Si bien Central ha sido un comprador emblemático de vino peruano, hacer un negocio sustentable a partir de pequeños lotes es algo distinto.
Apu espera duplicar con creces su récord anual de 600 botellas este año y Moquillaza ha crecido a solo unos pocos miles de botellas anuales. Ninguna de las dos viñas ha obtenido ganancias todavía y a ambas les encantaría encontrar un socio comercial que pudiera ayudarlas a expandirse.
“Esto tiene que convertirse en un negocio rentable”, afirma Gonzales-Lattini. “Yo vendí mi casa para hacer esto, y todo lo que gané, todo, lo metí a Apu”.
Moquillaza fue titular del regulador nacional de valores antes de convertirse en pisquero. Ahora es más conocido por producir el pisco peruano más caro y posiblemente más prestigioso. Su nombre es Inquebrantable, un juego de palabras con el nombre de la uva.
“Yo siempre había escuchado de enólogos extranjeros que era imposible hacer vino de quebranta”, explica Moquillaza. Así que él y un socio se propusieron demostrar lo contrario, y estuvieron a punto de rendirse después del primer lote. “Cuando lo probamos dijimos rápidamente ‘¡efectivamente, no se puede hacer vino de quebranta!’”
Así fue hasta que el sommelier de Central lo probó y compró la mitad de su producción. Los productos de Moquillaza no son para todo el mundo. Además de tener un sabor diferente, los llamados vinos naturales, que tienen poca intervención química, pueden parecerse más a la cerveza, con colores que van desde un amarillo turbio hasta un naranja oscuro o marrón.

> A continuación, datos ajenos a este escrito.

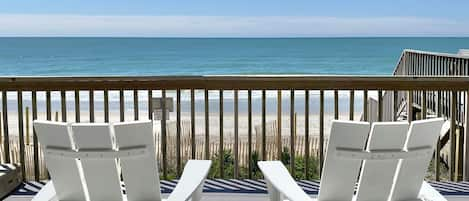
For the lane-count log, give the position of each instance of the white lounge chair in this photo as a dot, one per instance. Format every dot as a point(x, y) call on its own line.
point(82, 162)
point(395, 161)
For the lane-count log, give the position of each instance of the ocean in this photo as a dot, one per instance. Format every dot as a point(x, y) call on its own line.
point(206, 56)
point(209, 56)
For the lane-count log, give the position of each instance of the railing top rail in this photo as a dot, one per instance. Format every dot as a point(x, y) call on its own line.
point(269, 82)
point(437, 53)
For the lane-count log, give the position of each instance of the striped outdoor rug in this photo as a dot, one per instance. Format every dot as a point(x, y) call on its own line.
point(255, 186)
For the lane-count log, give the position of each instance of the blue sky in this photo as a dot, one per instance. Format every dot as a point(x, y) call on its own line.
point(241, 18)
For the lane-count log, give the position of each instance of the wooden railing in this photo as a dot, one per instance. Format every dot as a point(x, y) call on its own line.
point(449, 103)
point(228, 90)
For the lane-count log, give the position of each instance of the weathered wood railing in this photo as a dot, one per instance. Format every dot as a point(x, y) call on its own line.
point(44, 89)
point(439, 103)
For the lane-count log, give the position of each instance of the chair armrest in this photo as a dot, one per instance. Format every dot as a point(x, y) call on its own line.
point(191, 181)
point(428, 193)
point(280, 182)
point(47, 193)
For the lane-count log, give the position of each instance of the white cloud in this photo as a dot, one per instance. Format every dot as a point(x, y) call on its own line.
point(226, 26)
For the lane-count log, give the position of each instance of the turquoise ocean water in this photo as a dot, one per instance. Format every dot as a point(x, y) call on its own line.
point(203, 56)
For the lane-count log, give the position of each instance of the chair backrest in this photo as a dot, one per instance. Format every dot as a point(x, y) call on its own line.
point(140, 173)
point(392, 164)
point(64, 172)
point(101, 174)
point(96, 174)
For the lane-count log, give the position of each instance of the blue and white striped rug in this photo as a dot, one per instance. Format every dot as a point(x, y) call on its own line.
point(255, 186)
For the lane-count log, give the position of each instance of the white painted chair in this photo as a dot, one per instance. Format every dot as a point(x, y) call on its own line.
point(85, 161)
point(391, 166)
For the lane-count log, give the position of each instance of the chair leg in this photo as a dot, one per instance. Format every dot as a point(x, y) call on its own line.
point(197, 195)
point(274, 194)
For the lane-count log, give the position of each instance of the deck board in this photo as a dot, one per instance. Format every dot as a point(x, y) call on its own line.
point(240, 189)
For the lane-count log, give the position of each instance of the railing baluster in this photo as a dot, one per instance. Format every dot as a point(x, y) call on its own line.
point(122, 106)
point(35, 141)
point(307, 134)
point(91, 102)
point(249, 133)
point(395, 105)
point(236, 140)
point(279, 124)
point(150, 104)
point(207, 126)
point(135, 105)
point(106, 105)
point(193, 147)
point(380, 105)
point(178, 132)
point(6, 137)
point(321, 131)
point(452, 139)
point(466, 140)
point(424, 104)
point(351, 104)
point(365, 105)
point(292, 132)
point(410, 110)
point(437, 151)
point(336, 104)
point(63, 104)
point(220, 150)
point(163, 131)
point(48, 106)
point(264, 152)
point(77, 105)
point(21, 132)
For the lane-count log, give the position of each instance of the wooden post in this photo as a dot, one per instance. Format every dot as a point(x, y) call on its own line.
point(452, 138)
point(27, 126)
point(466, 140)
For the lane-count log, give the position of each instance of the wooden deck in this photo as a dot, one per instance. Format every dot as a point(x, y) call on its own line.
point(247, 189)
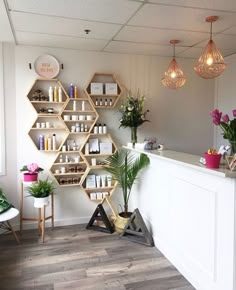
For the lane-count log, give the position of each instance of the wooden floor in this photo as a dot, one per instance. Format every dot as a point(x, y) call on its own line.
point(75, 258)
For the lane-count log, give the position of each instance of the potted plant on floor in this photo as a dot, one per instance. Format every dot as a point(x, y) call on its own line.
point(124, 168)
point(31, 172)
point(41, 191)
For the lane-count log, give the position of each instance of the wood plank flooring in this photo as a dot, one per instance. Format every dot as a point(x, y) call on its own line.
point(75, 258)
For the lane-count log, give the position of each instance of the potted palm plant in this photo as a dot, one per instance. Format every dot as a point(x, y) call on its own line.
point(124, 168)
point(41, 191)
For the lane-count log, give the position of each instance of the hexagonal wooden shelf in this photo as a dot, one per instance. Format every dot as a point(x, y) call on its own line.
point(108, 148)
point(69, 168)
point(104, 90)
point(38, 96)
point(47, 126)
point(79, 115)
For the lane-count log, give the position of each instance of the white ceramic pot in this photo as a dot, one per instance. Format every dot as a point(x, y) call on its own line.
point(39, 202)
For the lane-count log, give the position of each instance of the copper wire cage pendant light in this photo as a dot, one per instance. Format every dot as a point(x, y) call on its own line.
point(174, 77)
point(211, 63)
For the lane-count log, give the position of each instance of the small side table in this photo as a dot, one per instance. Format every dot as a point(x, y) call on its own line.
point(41, 214)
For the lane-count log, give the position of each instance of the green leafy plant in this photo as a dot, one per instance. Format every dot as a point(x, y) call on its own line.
point(41, 188)
point(124, 168)
point(133, 113)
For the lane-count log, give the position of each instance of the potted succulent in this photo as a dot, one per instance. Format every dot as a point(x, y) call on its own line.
point(41, 191)
point(124, 168)
point(31, 172)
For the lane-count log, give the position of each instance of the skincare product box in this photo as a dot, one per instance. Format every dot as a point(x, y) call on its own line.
point(91, 181)
point(96, 88)
point(105, 148)
point(111, 89)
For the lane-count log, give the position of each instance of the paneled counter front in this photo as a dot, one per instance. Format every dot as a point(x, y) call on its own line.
point(190, 211)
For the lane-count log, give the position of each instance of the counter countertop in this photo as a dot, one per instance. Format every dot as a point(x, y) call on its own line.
point(187, 160)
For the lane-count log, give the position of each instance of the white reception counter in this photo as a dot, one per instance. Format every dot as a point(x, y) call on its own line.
point(191, 213)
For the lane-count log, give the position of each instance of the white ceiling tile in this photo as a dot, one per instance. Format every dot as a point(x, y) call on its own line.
point(193, 52)
point(225, 43)
point(62, 26)
point(27, 38)
point(160, 36)
point(231, 30)
point(173, 17)
point(118, 11)
point(229, 5)
point(140, 48)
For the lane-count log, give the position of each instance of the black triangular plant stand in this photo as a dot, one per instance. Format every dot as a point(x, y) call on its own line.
point(136, 230)
point(100, 215)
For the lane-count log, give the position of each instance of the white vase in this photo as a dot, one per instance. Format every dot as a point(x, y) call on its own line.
point(39, 202)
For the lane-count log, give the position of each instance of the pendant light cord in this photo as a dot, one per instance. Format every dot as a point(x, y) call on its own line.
point(211, 32)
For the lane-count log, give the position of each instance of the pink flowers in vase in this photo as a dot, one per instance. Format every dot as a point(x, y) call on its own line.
point(31, 171)
point(228, 126)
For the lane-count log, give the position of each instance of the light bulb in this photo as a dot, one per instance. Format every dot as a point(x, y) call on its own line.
point(209, 60)
point(173, 75)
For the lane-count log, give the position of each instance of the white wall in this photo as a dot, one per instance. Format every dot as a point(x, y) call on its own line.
point(178, 118)
point(225, 96)
point(8, 182)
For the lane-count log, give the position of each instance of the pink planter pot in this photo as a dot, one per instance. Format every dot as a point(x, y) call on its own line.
point(29, 177)
point(212, 160)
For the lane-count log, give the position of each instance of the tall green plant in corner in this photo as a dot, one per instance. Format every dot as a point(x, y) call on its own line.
point(124, 168)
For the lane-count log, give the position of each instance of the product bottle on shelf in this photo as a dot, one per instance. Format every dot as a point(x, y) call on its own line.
point(77, 127)
point(45, 144)
point(60, 94)
point(74, 106)
point(72, 91)
point(82, 128)
point(100, 129)
point(95, 129)
point(83, 106)
point(76, 92)
point(87, 149)
point(49, 143)
point(50, 94)
point(54, 142)
point(104, 129)
point(41, 142)
point(55, 94)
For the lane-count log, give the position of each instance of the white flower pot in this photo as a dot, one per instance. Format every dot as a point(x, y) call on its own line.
point(39, 202)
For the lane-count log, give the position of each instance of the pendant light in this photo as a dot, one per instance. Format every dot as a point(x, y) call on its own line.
point(211, 63)
point(174, 77)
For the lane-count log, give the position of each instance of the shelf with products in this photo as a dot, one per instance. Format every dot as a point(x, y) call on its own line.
point(98, 184)
point(47, 96)
point(69, 168)
point(98, 146)
point(104, 90)
point(50, 122)
point(79, 115)
point(48, 139)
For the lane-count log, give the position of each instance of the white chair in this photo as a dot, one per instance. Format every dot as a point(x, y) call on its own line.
point(5, 224)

El principal viñedo de Moquillaza está en el desierto de Ica, el corazón de la viticultura colonial peruana y ahora el centro de una floreciente industria agroindustrial centrada en otros cultivos como arándanos, espárragos y uva de mesa. Su explotación es rústica y no utiliza electricidad; el objetivo de Moquillaza es elaborar vinos como “se hacía en los siglos XVII y XVIII”.
Condiciones difíciles
La temperatura durante el proceso de fermentación y envejecimiento, que normalmente se controla con precisión neurótica, depende del clima. Su bodega ni siquiera está bajo techo, sino elevada y protegida del sol con heno y plásticos que mantienen las barricas unos grados más frías. Lava las barricas con manguera cada dos días para sofocar el calor, un desafío para los viticultores tropicales que no hace más que intensificarse. La temporada de cultivo de este año se ha visto afectada por el fenómeno de El Niño, y se esperan más consecuencias de este patrón meteorológico para 2024.
En Bodega Murga, las uvas se cosecharon a principios de febrero debido al riesgo de lluvia, mientras que el calor y la humedad adicionales significaron una amenaza extra de hongos. “Uno de nuestros mejores amigos en el viñedo es el viento”, dice Possamai. “Pero este año, como el 80% del viento desapareció, el clima actúa como una estufa”.
Esas luchas de calor son las que atrajeron a Gonzales-Lattini a los Andes.
En Apu, las temperaturas fluctúan entre 25 °C durante el día y menos de 2 °C durante la noche. La zona carece de vínculos históricos con el cultivo de la vid, por lo que utiliza variedades tradicionales internacionales. Aunque la explotación es mucho más alta que la de Mendoza, Argentina, donde los vinos se elaboran a unos 1.500 metros sobre el nivel del mar, Apu está tan cerca del trópico que las temperaturas se mantienen durante todo el año.
El exbanquero Gonzales-Lattini es un enólogo novato. Pero Central ha demostrado ser un comprador formidable y espera llegar a las 1.500 botellas este año, todas destinadas al mismo restaurante.
“Central no quiere que nadie más tenga acceso a Apu”, dice, añadiendo que ese acuerdo tiene beneficios. “Eso puede llevar al negocio a un punto de equilibrio pronto, y podría tal vez hasta pagarme un salario”.